I am not going to go into how little I am paid, or how many
hours I work. You won’t believe me
anyway. My husband knows, I know, my
students know. My husband knows that I
work more “overtime” than he does, while he gets paid for this, and I do
not. My students know how hard I work
grading hundreds of essays each week and running the school newspaper. You do not know any of this. All you know is that you were in school once;
therefore, you know everything about me, my job, and my life. As you know everything about my life, I am
sure you will not mind that I am about to make assumptions about you and your
life.
In first grade, you arrived at school at 8:30 AM and left at
3:00. You assume your teachers kept
those same hours. Why would you think
otherwise? What you don’t see doesn’t
exist. You were dumfounded when you saw
your teacher at the grocery store. You
believed that your teacher did not exist outside of school. You still cling to this childhood myth that the
teacher only exists from bell to bell.
The meanest woman you ever encountered was your third-grade
math teacher. She made you pay attention
to everything she said, she made you do homework, she made you learn. You did not know that she spent an hour
before school each day making copies of the homework assignments you
dreaded. You did not care that the ten
minutes of homework she tortured you with meant that she would be tortured with
hours of grading that same homework assignment for all of her students.
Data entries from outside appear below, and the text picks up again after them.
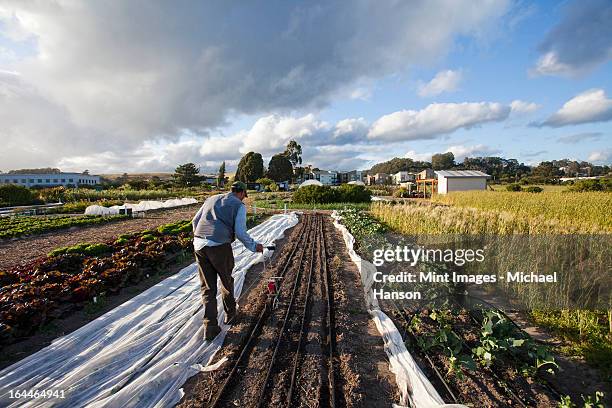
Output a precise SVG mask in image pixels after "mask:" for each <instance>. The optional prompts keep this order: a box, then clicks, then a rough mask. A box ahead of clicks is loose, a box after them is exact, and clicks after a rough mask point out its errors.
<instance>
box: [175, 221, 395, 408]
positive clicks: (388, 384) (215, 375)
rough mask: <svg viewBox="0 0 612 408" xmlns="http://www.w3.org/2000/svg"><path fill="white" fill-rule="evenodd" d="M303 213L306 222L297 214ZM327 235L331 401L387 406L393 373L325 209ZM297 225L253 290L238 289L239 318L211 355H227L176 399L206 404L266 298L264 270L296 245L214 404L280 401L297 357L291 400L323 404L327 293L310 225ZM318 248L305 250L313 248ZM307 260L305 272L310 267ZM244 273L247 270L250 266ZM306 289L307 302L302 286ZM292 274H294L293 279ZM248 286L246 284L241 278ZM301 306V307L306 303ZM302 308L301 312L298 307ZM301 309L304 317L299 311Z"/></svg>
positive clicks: (197, 376)
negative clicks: (304, 333) (304, 316)
mask: <svg viewBox="0 0 612 408" xmlns="http://www.w3.org/2000/svg"><path fill="white" fill-rule="evenodd" d="M316 218H317V217H312V216H303V220H302V224H308V223H311V222H314V221H315V219H316ZM304 219H306V222H305V221H304ZM322 219H323V225H324V226H323V228H324V230H325V234H326V240H327V251H328V254H327V266H328V268H329V271H330V275H331V283H332V286H333V301H334V302H333V303H334V311H335V313H334V316H335V325H334V327H335V330H336V336H335V339H336V354H335V357H334V360H333V361H334V368H335V375H334V378H335V382H336V387H335V390H336V403H337V406H347V407H367V406H390V405H391V404H392V402H393V401H394V391H393V390H394V388H395V387H394V383H393V376H392V374H391V373H390V372H389V370H388V363H387V360H386V356H385V353H384V351H383V344H382V339H381V338H380V336H379V335H378V333H377V332H376V329H375V327H374V326H373V323H372V321H371V319H370V318H369V316H368V314H367V312H366V311H365V305H364V300H363V293H362V289H361V285H360V279H359V276H358V273H357V270H356V268H355V267H354V266H353V265H352V263H351V261H350V259H349V257H348V254H347V252H346V248H345V247H344V244H343V241H342V238H341V237H340V235H339V234H338V233H337V232H336V231H335V229H334V228H333V226H332V225H331V222H330V220H329V218H328V217H322ZM302 224H300V226H298V227H296V228H294V231H293V232H292V234H291V236H290V237H289V239H288V242H287V243H286V244H285V246H284V248H278V249H277V251H276V254H275V258H274V259H273V261H272V263H271V265H272V266H271V268H270V269H268V271H266V272H265V273H264V274H263V276H262V277H261V281H260V282H259V283H256V284H255V285H256V286H254V287H253V289H252V290H250V291H248V290H247V292H248V293H247V292H244V291H243V296H242V299H243V300H245V299H246V301H245V302H243V301H241V302H240V303H241V306H240V310H239V320H238V322H237V324H235V325H234V326H233V327H232V328H231V329H230V331H229V333H228V336H227V337H226V339H225V347H224V348H223V350H222V351H221V352H220V353H219V355H218V356H217V358H216V360H218V359H220V358H222V357H224V356H227V357H228V358H229V361H228V362H226V363H225V364H224V365H223V366H222V367H221V368H220V369H218V370H217V371H214V372H211V373H201V374H198V375H197V376H195V377H192V378H191V379H190V380H189V381H188V382H187V383H186V384H185V386H184V390H185V392H186V397H185V398H184V400H183V401H182V402H181V403H180V404H179V406H181V407H201V406H210V405H211V401H212V399H213V398H214V396H216V395H217V393H218V391H219V389H220V385H221V384H222V383H223V382H224V380H225V379H226V378H227V377H228V374H229V372H230V370H231V367H232V366H233V362H234V361H235V360H236V357H237V354H238V351H239V350H240V349H241V347H240V346H241V345H242V344H243V343H244V341H245V337H246V334H247V333H248V332H249V329H250V328H251V327H252V325H254V323H255V321H256V320H257V318H258V316H259V315H260V311H261V310H262V309H263V305H264V303H265V299H266V295H265V284H266V282H267V278H268V277H269V276H278V275H280V274H282V269H283V266H285V264H286V263H287V258H288V253H289V251H290V250H291V249H292V248H294V246H296V245H297V246H296V248H297V249H296V254H295V256H294V258H293V260H292V262H291V263H290V264H289V267H288V269H287V272H286V275H285V277H284V279H283V284H282V286H281V291H280V295H279V305H278V307H277V308H276V309H274V310H273V311H272V312H271V314H270V316H269V317H268V318H267V319H266V323H265V324H264V326H263V328H262V329H261V331H260V332H259V333H257V334H256V339H255V341H254V345H253V347H252V348H251V349H249V351H248V357H247V358H245V359H244V361H243V362H242V364H241V365H240V366H239V369H238V371H237V373H236V375H235V377H236V378H235V380H232V381H231V382H230V385H231V386H230V387H228V389H229V391H228V392H226V393H224V394H223V398H222V400H221V401H220V402H221V403H220V404H219V406H227V407H230V406H231V407H234V406H240V407H252V406H256V405H257V403H258V402H259V401H260V399H262V396H263V401H265V406H273V407H278V406H287V404H288V403H287V399H288V390H289V388H290V387H289V384H290V381H291V377H292V372H293V367H294V362H295V361H296V358H297V363H298V364H297V366H296V367H297V371H296V380H297V381H296V383H295V387H294V392H293V398H292V401H291V403H290V404H289V405H290V406H292V407H315V406H316V407H318V406H328V405H329V398H330V389H329V380H328V374H329V358H328V352H329V348H328V342H327V339H326V336H327V334H326V333H327V306H326V305H327V299H326V290H325V288H326V287H327V286H326V285H325V283H326V282H325V279H326V278H325V276H326V275H325V274H324V273H323V272H322V270H323V268H322V266H323V265H322V263H321V259H322V256H321V257H319V256H320V255H322V253H321V251H322V246H321V244H322V242H321V240H320V239H319V238H318V237H317V235H316V231H313V232H312V234H310V235H309V236H310V238H309V239H306V237H305V236H302V234H301V232H302V231H301V227H302ZM313 252H314V253H315V255H316V254H319V255H318V256H315V257H314V258H312V253H313ZM311 262H312V267H313V268H312V270H313V272H312V275H311V274H310V270H311ZM249 275H251V276H253V275H255V276H256V274H251V273H249ZM309 278H310V292H311V294H310V295H311V297H310V301H309V303H308V305H306V292H307V288H308V287H309ZM296 279H297V281H296ZM296 282H297V286H296V287H297V292H296V296H295V298H294V304H293V308H292V309H291V310H292V311H291V313H290V314H289V319H288V321H287V322H288V323H287V327H288V330H286V332H285V333H286V334H285V336H284V337H283V338H282V340H281V342H280V343H279V349H278V353H277V357H276V363H275V365H274V367H273V368H272V371H271V376H270V381H269V382H268V388H266V390H265V392H264V391H262V390H263V389H264V387H263V385H264V381H265V377H266V374H267V370H268V367H269V365H270V360H271V357H272V354H273V352H274V349H275V346H276V344H277V339H278V335H279V333H280V328H281V327H282V325H283V320H284V317H285V313H286V311H287V308H288V304H289V299H290V297H291V296H290V294H291V292H292V290H293V286H294V284H295V283H296ZM245 288H247V289H248V285H245ZM306 306H307V307H306ZM304 310H306V313H305V314H304ZM303 316H305V317H303ZM302 319H304V327H305V330H304V332H305V335H304V337H303V338H302V347H301V353H299V354H297V356H296V352H295V350H296V349H298V341H299V339H300V332H301V325H302Z"/></svg>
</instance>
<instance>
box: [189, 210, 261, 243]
mask: <svg viewBox="0 0 612 408" xmlns="http://www.w3.org/2000/svg"><path fill="white" fill-rule="evenodd" d="M203 208H204V206H202V207H200V209H199V210H198V212H197V213H196V215H195V217H193V220H192V222H191V223H192V224H193V227H194V230H195V227H196V226H197V225H198V222H199V221H200V218H201V217H202V211H203ZM234 233H235V234H236V238H238V240H240V242H242V243H243V244H244V246H245V247H246V248H247V249H248V250H250V251H252V252H255V250H256V247H257V242H256V241H255V240H254V239H253V238H251V236H250V235H249V233H248V232H247V230H246V206H244V205H242V206H240V208H239V209H238V213H237V214H236V219H235V220H234ZM218 245H221V243H220V242H215V241H212V240H210V239H206V238H203V237H202V238H199V237H194V238H193V247H194V249H195V250H196V251H198V250H200V249H202V248H204V247H205V246H209V247H211V246H218Z"/></svg>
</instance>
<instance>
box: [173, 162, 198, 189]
mask: <svg viewBox="0 0 612 408" xmlns="http://www.w3.org/2000/svg"><path fill="white" fill-rule="evenodd" d="M199 173H200V168H199V167H196V165H195V164H193V163H185V164H181V165H180V166H178V167H177V168H176V170H174V174H173V175H172V178H174V183H175V184H176V185H178V186H181V187H188V186H195V185H197V184H198V183H199V182H200V176H199V175H198V174H199Z"/></svg>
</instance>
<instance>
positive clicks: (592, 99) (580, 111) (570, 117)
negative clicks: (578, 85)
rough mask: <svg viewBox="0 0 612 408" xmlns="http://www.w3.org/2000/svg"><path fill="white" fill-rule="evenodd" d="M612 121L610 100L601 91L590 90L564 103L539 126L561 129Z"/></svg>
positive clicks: (601, 90)
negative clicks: (563, 128)
mask: <svg viewBox="0 0 612 408" xmlns="http://www.w3.org/2000/svg"><path fill="white" fill-rule="evenodd" d="M608 120H612V99H608V97H607V96H606V93H605V91H604V90H603V89H590V90H588V91H585V92H583V93H581V94H579V95H576V96H575V97H573V98H572V99H570V100H569V101H567V102H565V104H563V106H562V107H561V109H559V110H558V111H557V112H556V113H555V114H553V115H552V116H550V117H549V118H548V119H546V120H545V121H544V122H542V123H541V124H540V125H539V126H551V127H561V126H567V125H577V124H580V123H590V122H605V121H608Z"/></svg>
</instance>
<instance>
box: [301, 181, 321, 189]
mask: <svg viewBox="0 0 612 408" xmlns="http://www.w3.org/2000/svg"><path fill="white" fill-rule="evenodd" d="M322 185H323V183H321V182H320V181H319V180H315V179H312V180H306V181H304V182H303V183H302V184H300V185H299V186H298V188H300V187H306V186H322Z"/></svg>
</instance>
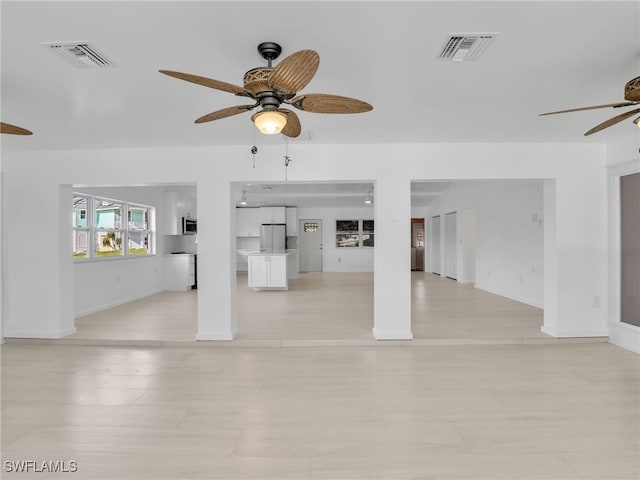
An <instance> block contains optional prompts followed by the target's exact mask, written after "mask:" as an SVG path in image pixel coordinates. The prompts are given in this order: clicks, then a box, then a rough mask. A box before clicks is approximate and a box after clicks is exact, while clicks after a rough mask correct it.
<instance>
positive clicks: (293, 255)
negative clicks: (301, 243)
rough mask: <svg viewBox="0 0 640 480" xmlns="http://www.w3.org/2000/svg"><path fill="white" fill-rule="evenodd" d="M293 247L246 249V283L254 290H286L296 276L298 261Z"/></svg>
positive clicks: (297, 252)
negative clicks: (265, 248) (252, 288)
mask: <svg viewBox="0 0 640 480" xmlns="http://www.w3.org/2000/svg"><path fill="white" fill-rule="evenodd" d="M297 254H298V251H297V250H295V249H286V250H255V251H248V252H246V255H247V257H248V272H249V274H248V277H249V280H248V285H249V288H253V289H254V290H288V289H289V280H290V279H294V278H296V275H297V273H298V267H297V265H298V262H297V261H296V257H295V255H297Z"/></svg>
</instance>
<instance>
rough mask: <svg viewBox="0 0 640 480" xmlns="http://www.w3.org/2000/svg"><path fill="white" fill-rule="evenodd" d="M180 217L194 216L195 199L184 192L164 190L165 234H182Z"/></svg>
mask: <svg viewBox="0 0 640 480" xmlns="http://www.w3.org/2000/svg"><path fill="white" fill-rule="evenodd" d="M182 217H187V218H196V200H195V199H194V198H192V197H191V196H190V195H188V194H186V193H185V192H178V191H171V192H165V194H164V225H165V227H164V233H165V235H182Z"/></svg>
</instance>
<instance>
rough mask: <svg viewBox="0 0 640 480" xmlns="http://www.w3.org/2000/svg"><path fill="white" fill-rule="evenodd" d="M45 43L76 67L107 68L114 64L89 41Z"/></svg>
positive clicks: (50, 47) (44, 44)
mask: <svg viewBox="0 0 640 480" xmlns="http://www.w3.org/2000/svg"><path fill="white" fill-rule="evenodd" d="M43 45H44V46H45V47H47V48H49V49H50V50H51V51H52V52H54V53H55V54H56V55H58V56H60V57H62V58H64V59H65V60H66V61H67V62H69V63H70V64H71V65H73V66H74V67H76V68H105V67H113V66H114V63H113V62H111V61H110V60H109V59H108V58H107V57H105V56H104V55H103V54H102V53H100V52H98V51H97V50H96V49H95V48H94V47H92V46H91V45H89V43H87V42H56V43H43Z"/></svg>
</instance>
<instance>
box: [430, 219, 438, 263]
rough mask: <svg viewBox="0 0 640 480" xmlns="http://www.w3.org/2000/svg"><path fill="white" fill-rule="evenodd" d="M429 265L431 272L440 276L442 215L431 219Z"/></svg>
mask: <svg viewBox="0 0 640 480" xmlns="http://www.w3.org/2000/svg"><path fill="white" fill-rule="evenodd" d="M429 246H430V248H429V263H430V264H431V272H432V273H435V274H436V275H440V215H437V216H435V217H431V228H430V229H429Z"/></svg>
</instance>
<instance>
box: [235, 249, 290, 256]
mask: <svg viewBox="0 0 640 480" xmlns="http://www.w3.org/2000/svg"><path fill="white" fill-rule="evenodd" d="M295 253H298V250H296V249H295V248H287V249H286V250H238V254H239V255H246V256H247V257H250V256H255V255H263V256H282V255H293V254H295Z"/></svg>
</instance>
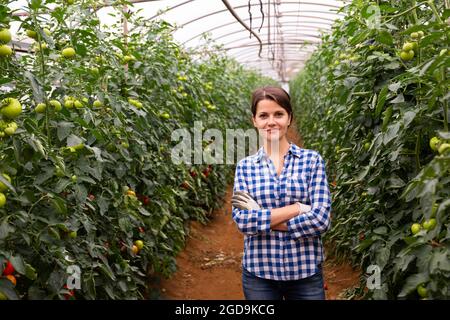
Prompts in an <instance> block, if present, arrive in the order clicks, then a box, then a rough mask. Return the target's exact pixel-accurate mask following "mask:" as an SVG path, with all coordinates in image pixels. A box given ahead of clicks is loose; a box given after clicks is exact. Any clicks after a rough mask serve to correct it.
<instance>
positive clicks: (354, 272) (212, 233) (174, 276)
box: [160, 127, 359, 300]
mask: <svg viewBox="0 0 450 320" xmlns="http://www.w3.org/2000/svg"><path fill="white" fill-rule="evenodd" d="M293 129H294V130H290V132H289V135H288V138H289V139H290V140H291V141H293V142H295V143H297V144H298V145H300V146H302V143H301V141H300V139H299V138H298V135H297V134H296V130H295V127H294V128H293ZM231 195H232V187H231V186H230V187H229V188H228V190H227V194H226V196H225V203H224V206H223V208H222V209H220V210H216V211H215V212H214V213H213V215H212V217H210V220H211V221H210V222H209V223H208V224H207V225H202V224H200V223H198V222H191V229H190V234H189V238H188V241H187V243H186V248H185V250H184V251H182V252H181V253H180V254H179V256H178V257H177V266H178V270H177V272H175V274H173V275H172V277H171V278H170V279H163V280H161V284H160V288H161V296H162V298H164V299H185V300H190V299H194V300H216V299H218V300H241V299H244V295H243V292H242V285H241V258H242V252H243V243H244V240H243V235H242V234H241V233H240V232H239V231H238V229H237V227H236V225H235V223H234V221H233V220H232V218H231ZM324 277H325V283H326V289H327V290H326V291H325V292H326V298H327V299H340V298H342V296H340V294H342V293H343V291H344V290H345V289H348V288H352V287H354V286H356V285H357V284H358V282H359V272H358V271H357V270H353V269H352V267H351V266H350V265H349V264H337V263H335V262H334V261H333V260H332V259H330V258H329V257H327V259H326V261H325V264H324Z"/></svg>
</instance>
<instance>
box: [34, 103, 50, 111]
mask: <svg viewBox="0 0 450 320" xmlns="http://www.w3.org/2000/svg"><path fill="white" fill-rule="evenodd" d="M46 108H47V106H46V104H45V103H43V102H41V103H38V105H37V106H36V108H34V112H36V113H44V112H45V109H46Z"/></svg>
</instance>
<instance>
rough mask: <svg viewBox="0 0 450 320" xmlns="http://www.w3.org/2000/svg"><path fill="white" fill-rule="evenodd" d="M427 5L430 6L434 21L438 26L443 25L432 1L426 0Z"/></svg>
mask: <svg viewBox="0 0 450 320" xmlns="http://www.w3.org/2000/svg"><path fill="white" fill-rule="evenodd" d="M428 4H429V5H430V8H431V10H433V13H434V15H435V17H436V20H437V21H438V22H439V23H440V24H443V23H444V22H443V21H442V19H441V17H440V16H439V12H438V11H437V8H436V5H435V4H434V2H433V0H428Z"/></svg>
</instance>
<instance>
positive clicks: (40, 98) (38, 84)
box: [23, 71, 45, 102]
mask: <svg viewBox="0 0 450 320" xmlns="http://www.w3.org/2000/svg"><path fill="white" fill-rule="evenodd" d="M23 75H24V77H25V78H27V79H28V81H29V82H30V85H31V88H32V89H33V96H34V100H35V101H38V102H42V101H44V100H45V94H44V92H43V90H42V86H41V85H40V84H39V83H38V81H37V80H36V78H35V77H34V75H33V74H32V73H31V72H30V71H25V72H24V73H23Z"/></svg>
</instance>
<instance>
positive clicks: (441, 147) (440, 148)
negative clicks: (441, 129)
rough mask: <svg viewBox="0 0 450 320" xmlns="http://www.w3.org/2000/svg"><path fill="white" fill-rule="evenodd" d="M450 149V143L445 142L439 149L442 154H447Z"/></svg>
mask: <svg viewBox="0 0 450 320" xmlns="http://www.w3.org/2000/svg"><path fill="white" fill-rule="evenodd" d="M448 151H450V143H443V144H441V146H440V147H439V149H438V152H439V154H440V155H442V154H446V153H447V152H448Z"/></svg>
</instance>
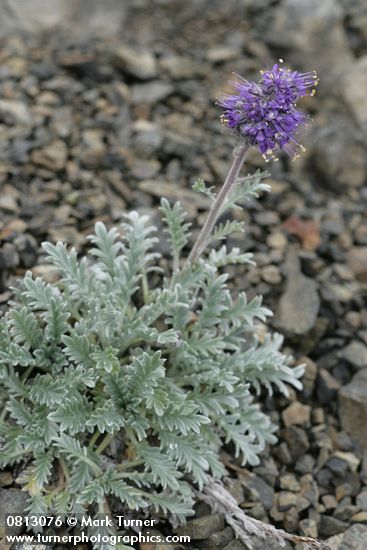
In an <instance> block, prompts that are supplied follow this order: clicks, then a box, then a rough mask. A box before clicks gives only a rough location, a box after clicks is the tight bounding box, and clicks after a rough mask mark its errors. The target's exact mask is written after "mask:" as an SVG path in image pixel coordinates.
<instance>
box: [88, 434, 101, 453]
mask: <svg viewBox="0 0 367 550" xmlns="http://www.w3.org/2000/svg"><path fill="white" fill-rule="evenodd" d="M100 435H101V432H100V431H98V430H96V431H95V432H94V434H93V435H92V437H91V439H90V441H89V445H88V447H89V448H90V449H91V448H92V447H93V445H94V444H95V442H96V441H97V439H98V438H99V436H100Z"/></svg>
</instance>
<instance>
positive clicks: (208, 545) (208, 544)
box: [205, 527, 234, 549]
mask: <svg viewBox="0 0 367 550" xmlns="http://www.w3.org/2000/svg"><path fill="white" fill-rule="evenodd" d="M233 538H234V534H233V531H232V529H231V528H230V527H226V528H225V529H223V530H222V531H217V532H216V533H213V534H212V535H210V536H209V537H208V538H207V540H206V541H205V544H206V545H207V547H208V548H213V547H214V548H219V549H221V548H223V546H225V545H226V544H228V543H229V542H231V541H232V540H233Z"/></svg>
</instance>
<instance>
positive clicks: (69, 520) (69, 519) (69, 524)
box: [66, 518, 78, 527]
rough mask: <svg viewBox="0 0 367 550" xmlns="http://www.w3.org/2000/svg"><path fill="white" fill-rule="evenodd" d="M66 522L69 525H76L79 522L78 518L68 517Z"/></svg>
mask: <svg viewBox="0 0 367 550" xmlns="http://www.w3.org/2000/svg"><path fill="white" fill-rule="evenodd" d="M66 523H67V524H68V525H69V527H75V525H76V524H77V523H78V520H77V518H67V520H66Z"/></svg>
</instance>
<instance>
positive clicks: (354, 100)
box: [341, 55, 367, 136]
mask: <svg viewBox="0 0 367 550" xmlns="http://www.w3.org/2000/svg"><path fill="white" fill-rule="evenodd" d="M366 88H367V55H363V56H362V57H360V58H359V59H356V60H355V61H354V63H351V64H350V66H349V67H348V69H347V70H346V71H345V73H344V78H343V83H342V85H341V90H342V92H343V95H344V98H345V101H346V103H347V105H348V107H349V109H350V110H351V112H352V113H353V115H354V117H355V119H356V121H357V123H358V124H359V126H360V127H361V129H362V130H363V132H364V133H365V135H366V136H367V98H366V93H365V91H366Z"/></svg>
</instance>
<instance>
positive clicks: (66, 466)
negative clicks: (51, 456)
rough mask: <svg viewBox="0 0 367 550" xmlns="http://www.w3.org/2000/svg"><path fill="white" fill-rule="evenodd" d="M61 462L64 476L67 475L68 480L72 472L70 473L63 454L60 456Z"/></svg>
mask: <svg viewBox="0 0 367 550" xmlns="http://www.w3.org/2000/svg"><path fill="white" fill-rule="evenodd" d="M59 463H60V466H61V469H62V471H63V473H64V476H65V479H66V481H69V479H70V474H69V470H68V467H67V465H66V462H65V460H64V458H63V457H62V456H60V458H59Z"/></svg>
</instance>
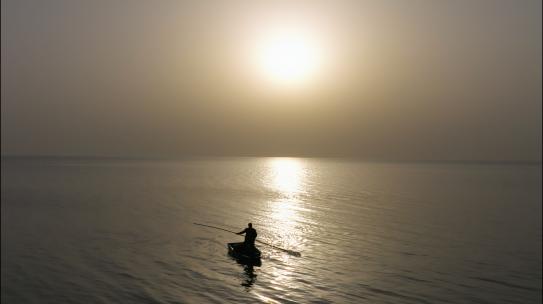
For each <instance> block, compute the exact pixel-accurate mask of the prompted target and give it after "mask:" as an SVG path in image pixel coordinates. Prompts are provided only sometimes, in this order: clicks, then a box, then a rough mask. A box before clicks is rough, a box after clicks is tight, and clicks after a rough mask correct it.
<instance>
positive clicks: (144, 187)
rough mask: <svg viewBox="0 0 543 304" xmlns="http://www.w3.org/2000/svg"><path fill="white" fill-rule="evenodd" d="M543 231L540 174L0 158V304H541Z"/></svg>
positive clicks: (344, 164) (387, 167)
mask: <svg viewBox="0 0 543 304" xmlns="http://www.w3.org/2000/svg"><path fill="white" fill-rule="evenodd" d="M194 222H198V223H203V224H209V225H215V226H220V227H222V228H225V229H229V230H235V231H238V230H241V229H243V228H244V227H245V226H246V224H247V223H248V222H252V223H253V224H254V227H255V228H256V229H257V230H258V233H259V240H261V241H264V242H268V243H271V244H274V245H276V246H280V247H283V248H286V249H291V250H296V251H300V252H301V254H302V256H301V257H296V256H292V255H288V254H287V253H285V252H282V251H279V250H275V249H273V248H270V247H268V246H264V245H260V246H259V248H260V249H261V251H262V253H263V259H262V265H261V267H249V266H244V265H241V264H238V263H237V262H236V261H235V260H233V259H232V258H230V257H229V256H228V255H227V249H226V243H227V242H233V241H241V240H242V237H240V236H237V235H234V234H229V233H227V232H224V231H219V230H214V229H210V228H205V227H201V226H197V225H194V224H193V223H194ZM541 231H542V229H541V166H540V165H533V166H530V165H473V164H472V165H461V164H402V163H364V162H357V161H349V160H325V159H288V158H239V159H228V158H223V159H193V160H184V161H176V162H173V161H129V160H76V159H56V160H55V159H49V160H46V159H3V160H2V270H1V271H2V303H224V302H239V303H243V302H245V303H255V302H265V303H275V302H278V303H332V302H333V303H540V302H541V282H542V280H541V267H542V264H541V238H542V234H541Z"/></svg>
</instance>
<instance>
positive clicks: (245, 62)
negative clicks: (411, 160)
mask: <svg viewBox="0 0 543 304" xmlns="http://www.w3.org/2000/svg"><path fill="white" fill-rule="evenodd" d="M541 22H542V17H541V1H539V0H533V1H532V0H517V1H509V0H455V1H434V0H426V1H424V0H419V1H400V0H398V1H392V0H390V1H387V0H385V1H381V0H375V1H370V0H368V1H358V0H356V1H355V0H353V1H196V0H195V1H167V0H164V1H143V0H142V1H138V0H132V1H111V0H88V1H73V0H48V1H43V0H3V1H2V64H1V66H2V67H1V69H2V70H1V72H2V87H1V88H2V91H1V92H2V109H1V110H2V113H1V115H2V117H1V118H2V122H1V127H2V131H1V134H2V155H85V156H144V157H155V156H157V157H160V156H168V157H171V156H173V157H175V156H184V155H217V156H218V155H226V156H236V155H261V156H348V157H360V158H366V159H382V160H488V161H499V160H510V161H540V160H541V111H542V109H541V99H542V93H541V82H542V76H541V74H542V73H541V65H542V62H541V52H542V47H541V35H542V32H541ZM285 25H287V26H288V25H291V26H294V27H303V28H304V29H307V30H309V31H310V32H311V33H312V34H311V35H313V36H315V37H317V39H320V40H319V41H321V42H322V43H323V45H324V48H325V49H326V51H327V53H326V54H327V57H326V59H327V65H326V66H323V67H322V69H321V70H320V71H319V74H318V79H315V81H314V82H312V83H311V82H308V83H306V84H304V86H300V87H299V88H286V87H284V88H282V87H280V86H276V85H275V86H274V85H272V84H270V83H267V82H266V81H265V80H264V79H260V78H258V76H256V75H257V74H258V71H256V68H255V67H254V66H252V65H251V63H250V60H249V57H250V56H249V55H248V53H247V52H248V51H247V50H248V49H250V46H251V43H252V41H254V40H257V39H258V38H259V33H260V32H259V30H260V29H261V28H262V29H264V28H273V27H274V26H276V27H281V26H285ZM264 32H265V31H264V30H262V33H264Z"/></svg>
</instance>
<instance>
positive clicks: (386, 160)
mask: <svg viewBox="0 0 543 304" xmlns="http://www.w3.org/2000/svg"><path fill="white" fill-rule="evenodd" d="M0 157H1V158H2V159H4V158H6V159H7V158H44V159H47V158H48V159H89V160H90V159H95V160H100V159H102V160H107V159H115V160H156V161H168V160H170V161H173V160H183V159H189V158H200V159H205V158H321V159H345V160H359V161H363V162H390V163H394V162H396V163H463V164H469V163H473V164H541V162H542V161H541V160H515V159H503V160H484V159H385V158H379V159H378V158H368V157H363V156H352V155H258V154H245V155H206V154H199V155H197V154H185V155H175V156H121V155H83V154H71V155H62V154H2V155H0Z"/></svg>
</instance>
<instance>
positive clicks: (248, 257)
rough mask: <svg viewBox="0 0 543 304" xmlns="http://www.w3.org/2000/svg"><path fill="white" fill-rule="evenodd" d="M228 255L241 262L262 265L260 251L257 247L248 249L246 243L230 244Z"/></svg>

You did not realize that all of that homework
taught you the skills you would need to one day balance your checkbook and
calculate your mortgage payments.
In the sixth grade, it never occurred to you that the
lessons your favorite history teacher
taught you were not just pulled from some sort of magical teaching manual. You didn’t know that he spent three weeks over
the summer at a history workshop (unpaid) in another town which he traveled to
at his own expense. You didn’t know that
he purchased all of the maps lining the walls of the classroom with his own
money. You didn’t know that when you failed the test
about the civil war, he spent the next weekend rewriting lessons and designing
activities that would make sure you learned the material.
When your ninth-grade English teacher handed you back an
essay covered in red ink, you were angry.
When she made you correct your work, you were angry. You suffered through rewriting the essay--cursing
her the entire time. When you finally produced an A+ essay, you
congratulated yourself. You never once
thought about the fact that you were one of 150 students. Your teacher spent all day on Sunday grading
150 essays, marking errors and writing suggestions. You never once thought about the fact that
your teacher’s red marks are what helped you to learn. Today, when you write your angry comments
online about how awful teachers are, it never occurs to you that you could not
read articles and comment on them were it not for your teacher and her
blood-red pen.
You curse teachers because you know, at least
subconsciously, that you owe them. You
owe them more than you can ever give.
You are ashamed that you can never pay them back for what they have
given you. You know that they taught you
everything you needed to live, whether you appreciate that fact or not. Without them, you would be unable to read,
unable to understand your finances, and unable to understand history. Without them, you would neither know the
beauty of art, nor the beauty of science.
Without them, you would be a cog in the machine, an unthinking,
undreaming worker bee.
You know that you could never do what they do. You would never get paid sixty-percent of
your current salary to teach children. You
would never work unpaid overtime. You
would never buy books and supplies for other people’s children out of your own
pocket. You would never provide
bandages, lotion, snacks, tissues, and clothes for children who were not your
own. You would never subject yourself to
your job ratings being published in the newspaper. You would never be able to handle constant
public ridicule. You would never want to
take blame for all of the problems faced by children. You wouldn’t work a job for eight hours a day
without even the chance to use the restroom.
Because you would not do any of these things, you are
ashamed. You lash out at us to hide your
own guilt. You could never do what we
do, yet you know it needs to be done.
You will never appreciate us, because then you would have to acknowledge
that you are not, and never will be, one of us.
You are not a teacher.
I am.
If you found yourself getting angry reading this essay, if
you thought to yourself, “How dare she?
I work 80 hours a week and I get little pay! She doesn’t know anything about me or how
hard I work.” You now do actually know a
tiny bit of what it feels like to be a teacher.